Based on the assumptions, Gender (A nominal) should not be included in the P CC. However, inadventently some one may be estimated keeping in view of the robustness.
Rather than why Pearson's r can be used, I'd ask why it is. More importantly, what are the assumptions violated by using Pearson's r for gender? Clearly gender can't constitute an interval or ratio variable. However, neither can likert-type scale variables, which are analyzed using Pearson's r all the time. The extent to which linearity is violated given any dataset is specific to that dataset. Most research papers I read which rely on Pearson' r do not justify (and nowhere claim to have tested the assumption of joint normal distributions, yet this is also a required assumption for Pearson's r. Basically, most uses of Pearson's r in some sense violate required assumptions. The question is how and in what ways and what the effect is. One can easily model how Pearson's r can pose problems for dichotomous variables. But plug it into SAS, SPSS, Statistica, MATLAB, etc., and lo and behold one will get an output. How robust this output is to the assumptions violated is, even for gender, unique to the dataset in question (although I can't imagine many real-world examples where Pearson's r can be justified in this case). My point is mainly that this, the most frequently used measure of correlation, is frequently used in violation of its underlying assumptions, and thus it is usually better to approach a question about when and why a statistical measure/metric/test should be used by looking at what assumptions underlie it, not whether a given application violates one or other of these.

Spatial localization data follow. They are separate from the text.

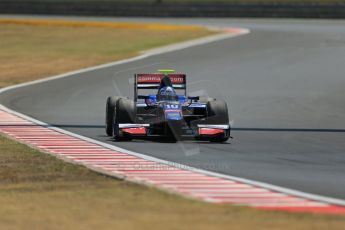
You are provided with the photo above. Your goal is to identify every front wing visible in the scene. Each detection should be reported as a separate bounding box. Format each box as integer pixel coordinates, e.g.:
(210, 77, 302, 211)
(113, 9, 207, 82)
(116, 123, 230, 140)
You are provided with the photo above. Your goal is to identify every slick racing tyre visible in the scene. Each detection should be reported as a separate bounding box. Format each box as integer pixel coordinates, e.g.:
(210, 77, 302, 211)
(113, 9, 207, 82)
(114, 98, 135, 141)
(206, 100, 229, 124)
(116, 98, 135, 123)
(206, 100, 230, 143)
(105, 96, 123, 136)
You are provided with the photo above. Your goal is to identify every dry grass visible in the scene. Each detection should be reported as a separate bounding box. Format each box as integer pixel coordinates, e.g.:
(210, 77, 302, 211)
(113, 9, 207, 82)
(0, 20, 213, 88)
(1, 135, 345, 230)
(0, 18, 203, 31)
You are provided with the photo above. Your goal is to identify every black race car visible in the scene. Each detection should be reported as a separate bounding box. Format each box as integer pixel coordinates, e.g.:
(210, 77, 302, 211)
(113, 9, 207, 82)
(106, 70, 230, 142)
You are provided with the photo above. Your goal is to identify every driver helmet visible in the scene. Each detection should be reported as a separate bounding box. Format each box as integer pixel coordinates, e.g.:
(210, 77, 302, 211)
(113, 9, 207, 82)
(158, 86, 177, 101)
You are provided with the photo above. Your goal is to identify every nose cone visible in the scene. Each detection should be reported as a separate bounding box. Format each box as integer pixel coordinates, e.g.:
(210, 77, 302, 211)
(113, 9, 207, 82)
(165, 111, 183, 121)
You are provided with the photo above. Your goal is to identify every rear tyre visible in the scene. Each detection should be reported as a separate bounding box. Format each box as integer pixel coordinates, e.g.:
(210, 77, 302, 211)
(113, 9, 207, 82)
(206, 100, 230, 143)
(114, 98, 135, 141)
(105, 96, 122, 136)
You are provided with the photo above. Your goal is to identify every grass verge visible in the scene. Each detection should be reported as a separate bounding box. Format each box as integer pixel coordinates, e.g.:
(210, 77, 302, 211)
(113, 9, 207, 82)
(1, 135, 345, 230)
(0, 18, 214, 88)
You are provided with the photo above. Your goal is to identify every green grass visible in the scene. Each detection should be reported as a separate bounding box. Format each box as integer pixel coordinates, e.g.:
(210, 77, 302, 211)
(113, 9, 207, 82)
(1, 135, 345, 230)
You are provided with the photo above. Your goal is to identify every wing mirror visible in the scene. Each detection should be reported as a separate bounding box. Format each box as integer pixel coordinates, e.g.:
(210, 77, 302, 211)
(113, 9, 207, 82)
(188, 96, 199, 102)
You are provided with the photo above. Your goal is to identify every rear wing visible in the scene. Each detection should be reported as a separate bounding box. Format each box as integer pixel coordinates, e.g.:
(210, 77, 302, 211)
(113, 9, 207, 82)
(135, 74, 186, 89)
(134, 73, 187, 101)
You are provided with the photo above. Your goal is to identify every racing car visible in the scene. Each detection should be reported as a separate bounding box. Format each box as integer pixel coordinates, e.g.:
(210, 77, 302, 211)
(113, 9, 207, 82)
(105, 70, 231, 142)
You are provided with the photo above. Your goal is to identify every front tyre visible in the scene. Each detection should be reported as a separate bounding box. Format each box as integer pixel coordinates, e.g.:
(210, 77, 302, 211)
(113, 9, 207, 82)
(114, 98, 135, 141)
(206, 100, 229, 124)
(206, 100, 230, 143)
(105, 96, 122, 136)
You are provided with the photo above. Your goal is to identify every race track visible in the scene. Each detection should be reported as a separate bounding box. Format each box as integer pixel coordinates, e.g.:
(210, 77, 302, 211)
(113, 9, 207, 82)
(1, 18, 345, 199)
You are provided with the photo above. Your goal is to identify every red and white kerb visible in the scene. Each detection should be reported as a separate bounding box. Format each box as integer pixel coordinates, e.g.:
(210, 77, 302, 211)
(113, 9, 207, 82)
(1, 109, 345, 215)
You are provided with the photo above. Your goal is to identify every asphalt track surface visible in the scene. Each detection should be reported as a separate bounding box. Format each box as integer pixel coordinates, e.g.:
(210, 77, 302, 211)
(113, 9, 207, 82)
(1, 17, 345, 200)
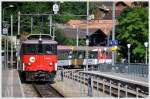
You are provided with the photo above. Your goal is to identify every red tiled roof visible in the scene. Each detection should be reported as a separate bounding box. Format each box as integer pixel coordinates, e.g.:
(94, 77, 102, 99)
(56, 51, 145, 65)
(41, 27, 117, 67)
(102, 10, 123, 20)
(66, 19, 116, 35)
(124, 2, 132, 6)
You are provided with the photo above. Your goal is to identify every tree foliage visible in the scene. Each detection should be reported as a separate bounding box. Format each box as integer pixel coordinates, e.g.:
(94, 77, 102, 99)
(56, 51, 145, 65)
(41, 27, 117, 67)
(116, 7, 148, 62)
(2, 2, 92, 46)
(55, 29, 85, 45)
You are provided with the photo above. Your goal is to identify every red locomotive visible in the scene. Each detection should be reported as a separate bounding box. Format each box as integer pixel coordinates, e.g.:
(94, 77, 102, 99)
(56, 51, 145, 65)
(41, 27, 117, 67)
(20, 34, 57, 82)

I have been reading articles in relation to this and in some social sceinces studies genedr is included in correlation analysis because it's a discrete variable
Technically, an assumption underlying Pearson's r is joint normal distributions, and thus continuity. A probability function or a probability distribution function that is continuous over any interval (the latter would be over the interval [0,1]) isn't discrete; rather, it assumes that a variable can take infinitely many values between any two points, and thus every "point" in the interval is infinitesimal. For the most part, a variable need not remotely approximate a truly continous variable in order to use Pearson's r (and, indeed, the degree to which any finite set can be said to approximate an uncountably infinite set better than some other finite set is not a trivial question). That said, just because a variable is discrete doesn't necessarily make Pearson's r any more appropriate than if it were nominal (and nominal variables are discrete; a set which isn't discrete is continuous). Again, I think it important not to ask why one should or should not use Pearson's r or any statistical measure, but rather to ask what using such a measure entails. Whatever logic underlies some statistical technique, test, metric, etc., comes first. Only once this is taken into account can we ask whether or not its application is justified given some dataset, research question, etc.

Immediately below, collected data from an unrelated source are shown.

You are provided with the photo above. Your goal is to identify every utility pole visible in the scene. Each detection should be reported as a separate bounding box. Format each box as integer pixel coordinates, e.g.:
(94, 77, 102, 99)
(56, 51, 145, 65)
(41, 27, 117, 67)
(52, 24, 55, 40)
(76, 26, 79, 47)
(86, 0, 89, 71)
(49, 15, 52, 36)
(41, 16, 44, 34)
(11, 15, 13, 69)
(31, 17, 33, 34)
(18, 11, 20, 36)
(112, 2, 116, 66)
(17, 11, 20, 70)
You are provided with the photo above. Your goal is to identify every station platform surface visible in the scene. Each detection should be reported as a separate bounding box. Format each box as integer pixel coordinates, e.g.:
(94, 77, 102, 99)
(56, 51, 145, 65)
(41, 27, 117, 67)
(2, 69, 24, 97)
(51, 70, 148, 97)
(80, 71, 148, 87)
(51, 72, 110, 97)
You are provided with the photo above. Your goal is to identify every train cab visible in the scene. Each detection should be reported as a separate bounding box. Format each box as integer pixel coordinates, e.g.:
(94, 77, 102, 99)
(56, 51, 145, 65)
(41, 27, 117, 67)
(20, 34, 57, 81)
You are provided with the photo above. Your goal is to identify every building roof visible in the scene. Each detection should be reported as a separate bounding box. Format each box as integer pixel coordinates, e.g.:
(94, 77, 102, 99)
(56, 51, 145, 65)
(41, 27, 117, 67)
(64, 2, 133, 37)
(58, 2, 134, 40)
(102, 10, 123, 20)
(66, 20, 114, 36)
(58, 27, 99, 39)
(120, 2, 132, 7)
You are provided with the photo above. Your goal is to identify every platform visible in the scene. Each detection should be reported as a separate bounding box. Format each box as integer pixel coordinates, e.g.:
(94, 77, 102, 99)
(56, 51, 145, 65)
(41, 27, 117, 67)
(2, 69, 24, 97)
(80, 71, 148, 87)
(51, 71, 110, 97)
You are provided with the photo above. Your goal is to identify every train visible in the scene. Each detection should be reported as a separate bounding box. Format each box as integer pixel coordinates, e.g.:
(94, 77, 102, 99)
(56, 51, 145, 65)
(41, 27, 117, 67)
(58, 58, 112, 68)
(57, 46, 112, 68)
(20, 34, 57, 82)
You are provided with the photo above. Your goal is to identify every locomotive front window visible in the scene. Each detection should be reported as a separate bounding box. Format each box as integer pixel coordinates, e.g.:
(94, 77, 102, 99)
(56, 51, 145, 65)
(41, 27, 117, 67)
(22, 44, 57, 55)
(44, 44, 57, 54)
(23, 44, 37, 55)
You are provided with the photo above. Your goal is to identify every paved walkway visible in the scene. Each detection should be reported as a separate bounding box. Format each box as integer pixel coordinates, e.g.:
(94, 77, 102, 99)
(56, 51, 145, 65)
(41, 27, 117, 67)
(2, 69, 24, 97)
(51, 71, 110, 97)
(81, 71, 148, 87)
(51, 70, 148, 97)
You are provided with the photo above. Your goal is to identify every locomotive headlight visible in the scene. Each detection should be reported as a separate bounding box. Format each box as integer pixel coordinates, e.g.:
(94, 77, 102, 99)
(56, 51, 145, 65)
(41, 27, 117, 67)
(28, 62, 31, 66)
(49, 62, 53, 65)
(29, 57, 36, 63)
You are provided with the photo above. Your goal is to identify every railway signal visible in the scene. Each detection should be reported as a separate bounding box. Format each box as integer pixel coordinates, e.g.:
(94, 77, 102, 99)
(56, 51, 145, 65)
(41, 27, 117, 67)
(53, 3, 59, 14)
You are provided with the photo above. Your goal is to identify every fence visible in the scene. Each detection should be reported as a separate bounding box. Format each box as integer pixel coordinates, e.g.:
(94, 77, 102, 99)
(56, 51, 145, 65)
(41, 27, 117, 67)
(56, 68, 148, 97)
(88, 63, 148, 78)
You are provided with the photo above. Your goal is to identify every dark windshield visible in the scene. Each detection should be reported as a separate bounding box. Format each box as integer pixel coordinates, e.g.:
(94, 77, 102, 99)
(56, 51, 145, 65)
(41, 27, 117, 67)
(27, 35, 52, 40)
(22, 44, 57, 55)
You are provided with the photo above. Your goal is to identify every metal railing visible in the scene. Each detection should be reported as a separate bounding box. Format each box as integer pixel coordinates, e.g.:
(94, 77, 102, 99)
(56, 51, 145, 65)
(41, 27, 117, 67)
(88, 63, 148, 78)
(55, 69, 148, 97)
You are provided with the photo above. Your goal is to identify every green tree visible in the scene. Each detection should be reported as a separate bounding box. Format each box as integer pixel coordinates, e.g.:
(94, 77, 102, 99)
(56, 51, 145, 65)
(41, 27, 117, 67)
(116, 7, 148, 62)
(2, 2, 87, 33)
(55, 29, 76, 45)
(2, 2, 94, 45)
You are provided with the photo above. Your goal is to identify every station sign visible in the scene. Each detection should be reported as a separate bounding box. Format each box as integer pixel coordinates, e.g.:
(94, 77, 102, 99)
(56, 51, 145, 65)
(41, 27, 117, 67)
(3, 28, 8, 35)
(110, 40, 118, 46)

All of the discussion above about assumptions of Pearson's r are well and good. Like, I think, the OP, I am confused. I'm a neuroscientist, and I don't believe I have ever tried to correlate non-scale variables over my 30+ year career. However, I'm currently a graduate student in Forensics and have been required to take a course in quantitative analysis. The course uses the Field "Discovering Statistics Using IBM SPSS" textbook. Field insists that the Pearson r can be used when one variable is categorical, or even binary (i.e., both cases obviously being nominal). Also, I have seen the statistic used quite commonly in typical criminological analyses. For example, in determining the relationship between neighborhoods and crime rate (e.g., 10 neighborhoods arbitrarily given numbers [a nominal variable] correlated with crime rate [a continuous variable].). I guess this is OK, and I doubt I will seriously need to think about this again after the course is over, but in the same chapter, Field covers biserial and point-biserial correlations, which makes the matter all the more confusing. In the case of biserial correlations, one of the variables is truly dichotomous (e.g., dead or alive), and in point-biserial correlations there are continuities in the dichotomy (e.g., grade on a test which constitutes passing or failing, where if the cutoff is 60% and 59% is a lot closer to passing than is 38%). Notwithstanding the obvious question about my point-biserial example (e.g., why not just use the actual exam score as the variable), I hope some social scientist that understands this issue chimes in here.

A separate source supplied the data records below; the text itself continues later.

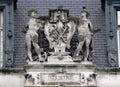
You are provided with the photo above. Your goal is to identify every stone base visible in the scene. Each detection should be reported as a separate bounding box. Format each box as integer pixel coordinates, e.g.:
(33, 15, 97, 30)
(48, 55, 73, 62)
(80, 61, 94, 66)
(25, 62, 97, 87)
(27, 61, 95, 67)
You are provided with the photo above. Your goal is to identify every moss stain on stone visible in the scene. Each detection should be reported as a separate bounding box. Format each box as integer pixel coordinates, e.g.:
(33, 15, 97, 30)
(33, 35, 38, 43)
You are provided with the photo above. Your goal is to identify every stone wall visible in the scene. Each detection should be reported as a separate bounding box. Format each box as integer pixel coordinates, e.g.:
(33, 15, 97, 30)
(14, 0, 108, 67)
(0, 69, 25, 87)
(0, 68, 120, 87)
(96, 68, 120, 87)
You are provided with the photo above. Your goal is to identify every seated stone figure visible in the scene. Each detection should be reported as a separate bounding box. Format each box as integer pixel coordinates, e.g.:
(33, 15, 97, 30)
(25, 8, 44, 62)
(74, 7, 93, 61)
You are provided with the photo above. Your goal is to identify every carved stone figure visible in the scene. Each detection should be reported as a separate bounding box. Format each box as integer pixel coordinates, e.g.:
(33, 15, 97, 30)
(25, 8, 44, 62)
(25, 7, 98, 87)
(74, 7, 93, 61)
(25, 74, 35, 85)
(23, 7, 98, 63)
(87, 73, 97, 86)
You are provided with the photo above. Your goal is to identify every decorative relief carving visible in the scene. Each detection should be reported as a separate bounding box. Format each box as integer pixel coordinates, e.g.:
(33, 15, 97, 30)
(25, 74, 35, 85)
(25, 72, 97, 86)
(24, 7, 98, 87)
(108, 51, 117, 67)
(73, 7, 93, 62)
(23, 7, 100, 64)
(23, 8, 44, 62)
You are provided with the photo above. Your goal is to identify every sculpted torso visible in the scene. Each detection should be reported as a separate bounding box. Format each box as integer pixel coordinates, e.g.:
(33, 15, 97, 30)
(26, 18, 40, 37)
(78, 19, 92, 36)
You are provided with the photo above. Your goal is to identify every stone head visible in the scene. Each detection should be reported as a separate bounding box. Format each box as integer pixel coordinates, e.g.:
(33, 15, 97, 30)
(28, 8, 39, 18)
(80, 7, 90, 18)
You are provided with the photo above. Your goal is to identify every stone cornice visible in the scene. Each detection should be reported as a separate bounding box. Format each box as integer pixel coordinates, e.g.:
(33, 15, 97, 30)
(96, 67, 120, 74)
(0, 68, 25, 74)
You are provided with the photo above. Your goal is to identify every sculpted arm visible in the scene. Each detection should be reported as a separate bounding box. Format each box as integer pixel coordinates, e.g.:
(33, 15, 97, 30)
(22, 21, 29, 33)
(88, 20, 93, 32)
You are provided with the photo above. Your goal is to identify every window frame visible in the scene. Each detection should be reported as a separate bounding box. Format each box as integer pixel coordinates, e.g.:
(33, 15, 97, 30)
(116, 10, 120, 67)
(0, 2, 14, 68)
(0, 5, 7, 68)
(0, 5, 9, 68)
(105, 1, 120, 67)
(0, 10, 3, 67)
(114, 5, 120, 67)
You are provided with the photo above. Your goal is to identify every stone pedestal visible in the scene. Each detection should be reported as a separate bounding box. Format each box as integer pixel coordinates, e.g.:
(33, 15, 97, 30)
(24, 7, 97, 87)
(25, 61, 97, 87)
(48, 55, 73, 62)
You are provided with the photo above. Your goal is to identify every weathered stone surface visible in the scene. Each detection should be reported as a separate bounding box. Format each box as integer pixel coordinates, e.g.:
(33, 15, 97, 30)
(14, 0, 108, 67)
(0, 69, 25, 87)
(25, 63, 97, 87)
(0, 67, 120, 87)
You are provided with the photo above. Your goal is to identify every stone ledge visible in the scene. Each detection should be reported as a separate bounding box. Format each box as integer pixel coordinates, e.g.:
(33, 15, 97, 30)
(1, 66, 120, 74)
(0, 68, 25, 74)
(95, 67, 120, 74)
(25, 85, 97, 87)
(25, 61, 95, 68)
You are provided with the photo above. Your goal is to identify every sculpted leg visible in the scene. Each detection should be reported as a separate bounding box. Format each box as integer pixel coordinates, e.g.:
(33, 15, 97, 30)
(85, 35, 91, 61)
(32, 41, 43, 61)
(74, 40, 85, 56)
(26, 35, 33, 61)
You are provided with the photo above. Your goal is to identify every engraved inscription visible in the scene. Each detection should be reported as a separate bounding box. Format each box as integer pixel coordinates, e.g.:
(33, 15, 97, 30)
(43, 73, 80, 83)
(25, 72, 97, 86)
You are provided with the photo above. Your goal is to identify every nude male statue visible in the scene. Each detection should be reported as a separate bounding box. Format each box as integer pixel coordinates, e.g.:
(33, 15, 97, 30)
(74, 7, 93, 61)
(25, 8, 44, 62)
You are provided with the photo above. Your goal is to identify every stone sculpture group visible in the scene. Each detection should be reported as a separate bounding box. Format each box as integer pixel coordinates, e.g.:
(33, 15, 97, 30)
(23, 7, 97, 63)
(24, 7, 98, 87)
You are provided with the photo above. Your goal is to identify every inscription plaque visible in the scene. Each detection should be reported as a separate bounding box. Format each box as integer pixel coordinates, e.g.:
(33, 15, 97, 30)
(42, 73, 80, 83)
(25, 72, 96, 86)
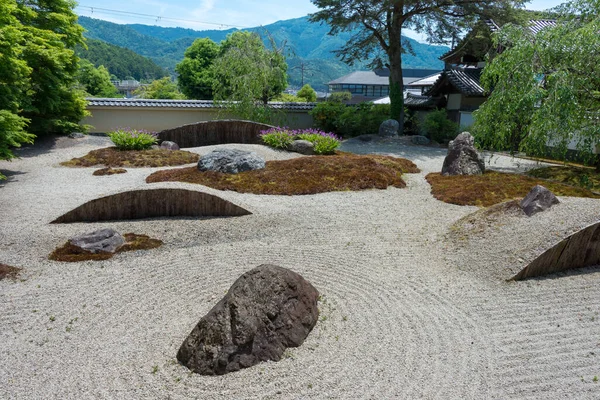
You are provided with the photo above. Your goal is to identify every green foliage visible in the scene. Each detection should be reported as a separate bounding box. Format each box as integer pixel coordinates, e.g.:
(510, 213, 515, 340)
(260, 127, 341, 155)
(108, 128, 158, 150)
(310, 101, 347, 133)
(310, 102, 390, 138)
(329, 91, 352, 103)
(273, 93, 301, 102)
(135, 77, 185, 99)
(260, 130, 295, 149)
(423, 109, 459, 143)
(77, 59, 119, 97)
(474, 0, 600, 164)
(176, 38, 219, 99)
(296, 133, 340, 155)
(297, 84, 317, 102)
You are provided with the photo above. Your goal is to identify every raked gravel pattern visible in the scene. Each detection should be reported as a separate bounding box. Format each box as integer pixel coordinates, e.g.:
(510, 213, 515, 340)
(1, 135, 600, 399)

I got the biserial and point biserial variables backward (RG should some provision for editing answers). The point biserial r is for correlating a true dichotomous variable with a continuous variable, and a biserial r is for correlating a (continuous-dichotomous) variable with a continuous variable. I think that further research on the point-biserial correlation would provide the answer the OP was looking for.
Actually, Point-biserial correlations are special cases of Pearson R when one correlates a discrete variable with a continuous one. Biserial estimates are not true correlations but rather estimates that predict what the correlation between a discrete variable and a continuous variable would be if both variables had been continuous. This estimate overestimates the relationship, and the "real" correlation would then be somewhere in between the point biserial correlation and the biserial estimate. (Nunnelly & Bernstein, 1994, "Psychometric Theory").